We don’t necessarily do that right now, and it’s a problem.

Blue Wonder
Guest
Blue Wonder

It’s Brian McCann Guy. Right on.

Cool Lester Smooth
Guest
Cool Lester Smooth

Huh, it would be nice if there were also losers with way too much time on their hands who obsessively cataloged every time I was right, you know?

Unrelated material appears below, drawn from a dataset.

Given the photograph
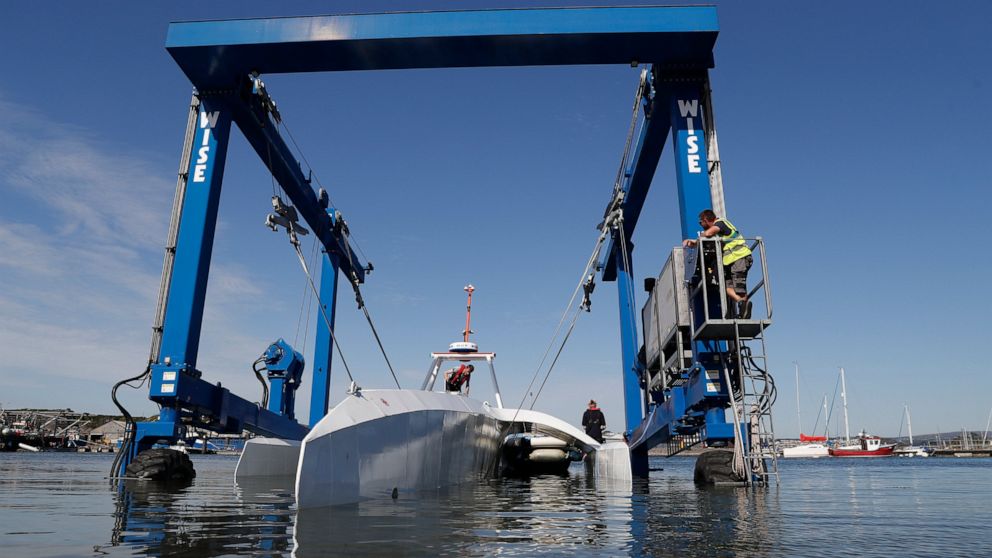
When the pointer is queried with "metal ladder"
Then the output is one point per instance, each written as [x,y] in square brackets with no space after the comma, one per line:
[753,406]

Besides being wrong about McCann, I’ve also been yelled at for suggesting that Martin Prado and Randall Delgado was an absurd underpay for a player of Upton’s caliber. And I was a huge booster of Denard Span and Jonathan Lucroy heading into this season, and Matt Carpenter heading into last year, but no one likes to talk about that.

EthanB
Member
EthanB

Yeah, this one was of my thoughts. For every Alex Gordon who might lose 5 runs of value, wouldn’t there be a Matt Kemp who picks up 5, thus leaving the total position player WAR unchanged?

Juicy-Bones Phil
Member
Juicy-Bones Phil

Instead of devaluing defense, couldn’t you increase the value of offensive actions? I’m sure there is a logarithm that would keep the values distinct but still close enough to not inflate pitching numbers.

Andy
Guest
Andy

It’s more likely to work the other way. If you increase the value of offensive events, you increase the value of defense. E.g., if that double is worth 1.5 net runs instead of 1.0, the player who prevents it gets credit for 1.35 runs and instead of 0.9 run.

But the larger problem is that you can’t arbitrarily change the value of offensive events. Their value is determined by their relationship to runs scored, the latter, of course, being a known, measurable quantity.